Recent

Author Topic: String functions. conversion from Delphi  (Read 25714 times)

mm7

  • Full Member
  • ***
  • Posts: 193
  • PDP-11 RSX Pascal, Turbo Pascal, Delphi, Lazarus
Re: String functions. conversion from Delphi
« Reply #15 on: March 29, 2015, 07:05:55 pm »
Yuha, there are many places where I should change Length to UTF8Length
And, as you said, UTF8Length should produce same result for ASCII string as Length does. So, what the point keep using ASCII Length? (except speed. But for my case the correctness is priority)

Apart from that, I've found weird behaviour of compiler.
There are two built-in Length functions. One for String another for dynamic arrays. They both have different signatures. Compiler recognizes type of parameter and uses this or that. I override one, for another one FPC should just use built-in.
Why it does not? Is it a bug?

JuhaManninen

  • Global Moderator
  • Hero Member
  • *****
  • Posts: 4467
  • I like bugs.
Re: String functions. conversion from Delphi
« Reply #16 on: March 29, 2015, 07:38:12 pm »
Yuha, there are many places where I should change Length to UTF8Length
And, as you said, UTF8Length should produce same result for ASCII string as Length does. So, what the point keep using ASCII Length? (except speed. But for my case the correctness is priority)

Because it is the "right" thing to do with UTF-8. Read this :
  http://wiki.freepascal.org/UTF8_strings_and_characters
again carefully + search information from internet and maybe you get the idea.

Your comment "But for my case the correctness is priority" gives the impression that the ascii functions would give wrong results sometimes. They don't! That is the beauty of UTF-8.
Your questions prove that you did not understand the fundamental idea yet.

Could you please copy a code snippet where you think that UTF8 functions are needed. I can look at it.
Mostly Lazarus trunk and FPC 3.2 on Manjaro Linux 64-bit.

mm7

  • Full Member
  • ***
  • Posts: 193
  • PDP-11 RSX Pascal, Turbo Pascal, Delphi, Lazarus
Re: String functions. conversion from Delphi
« Reply #17 on: March 30, 2015, 05:56:21 pm »
Your comment "But for my case the correctness is priority" gives the impression that the ascii functions would give wrong results sometimes. They don't!
Of course they do.
Could you please copy a code snippet where you think that UTF8 functions are needed. I can look at it.
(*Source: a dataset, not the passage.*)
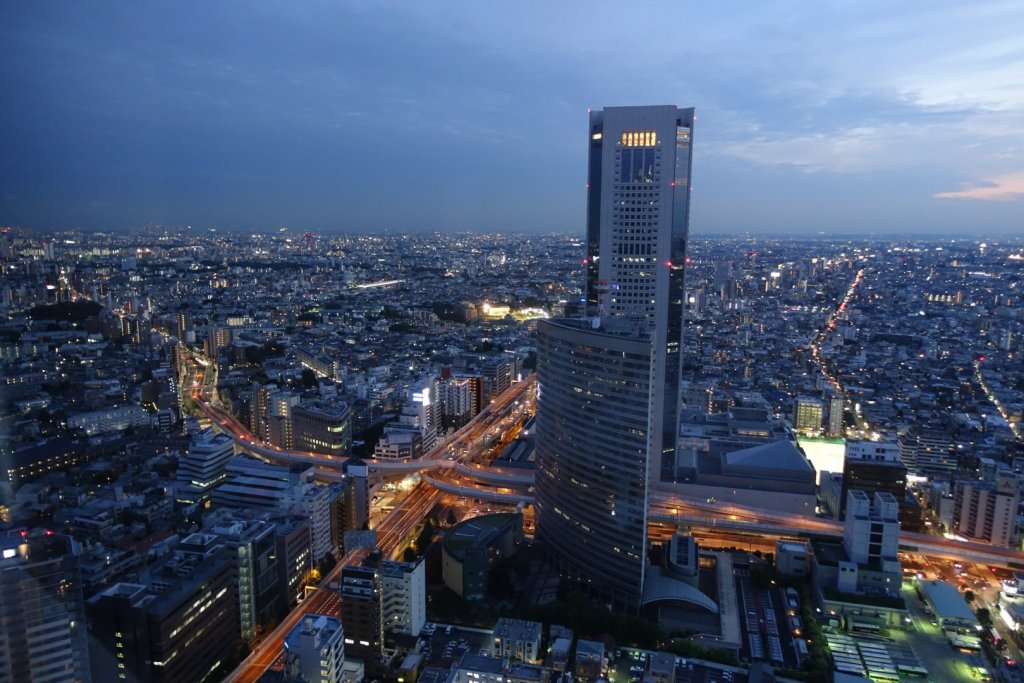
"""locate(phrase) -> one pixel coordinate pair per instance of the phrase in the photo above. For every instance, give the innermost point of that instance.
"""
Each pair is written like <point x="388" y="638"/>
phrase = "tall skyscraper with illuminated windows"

Well (I am amazed that I have to illustrate such an obvious thing)
Code: [Select]
// fpc -Fu/usr/share/lazarus/1.4RC2/components/lazutils/lib/x86_64-linux/ ASCIIvsUTF8.pas
program ASCIIvsUTF8;
{$mode delphi}
uses SysUtils, LazUTF8;

var S:String = 'Русское слово';
 SA,SU:String;
begin

 writeln('get length');
 writeln(S,':',Length(S));
 writeln(S,':',UTF8Length(S));

 writeln('cut to the length 10');
 SA:=S; SU:=S;
 if Length(S) > 10 then SA:=Copy(S,1,10);
 if UTF8Length(S) > 10 then SU:=UTF8Copy(S,1,10);
 writeln(SA+'|');
 writeln(SU+'|');

 writeln('extend to the length 20');
 SA:=S; SU:=S;
 if Length(S) < 20 then SA:=S+StringOfChar(' ',20-Length(S));
 if UTF8Length(S) < 20 then SU:=S+StringOfChar(' ',20-UTF8Length(S));
 writeln(SA+'|');
 writeln(SU+'|');

 writeln('Uppercase');
 SA:=Uppercase(S);
 SU:=UTF8Uppercase(S);
 writeln(SA);
 writeln(SU);

 writeln('Lowercase');
 SA:=Lowercase(S);
 SU:=UTF8Lowercase(S);
 writeln(SA);
 writeln(SU);
end.
Output
Code: [Select]
get length
Русское слово:25
Русское слово:13
cut to the length 10
Русск|
Русское сл|
extend to the length 20
Русское слово|
Русское слово       |
Uppercase
Русское слово
РУССКОЕ СЛОВО
Lowercase
Русское слово
русское слово

You can see that UTF8 variant of processing is always correct. But ASCII is always wrong here.
Adding to this, you can get all kinds of artifacts in case if last UTF8 char is partially cut by Copy, like I described in beginning of the thread. GTK2 widgets become very upset and do all kinds of funny things when they meet malformed UTF8 strings.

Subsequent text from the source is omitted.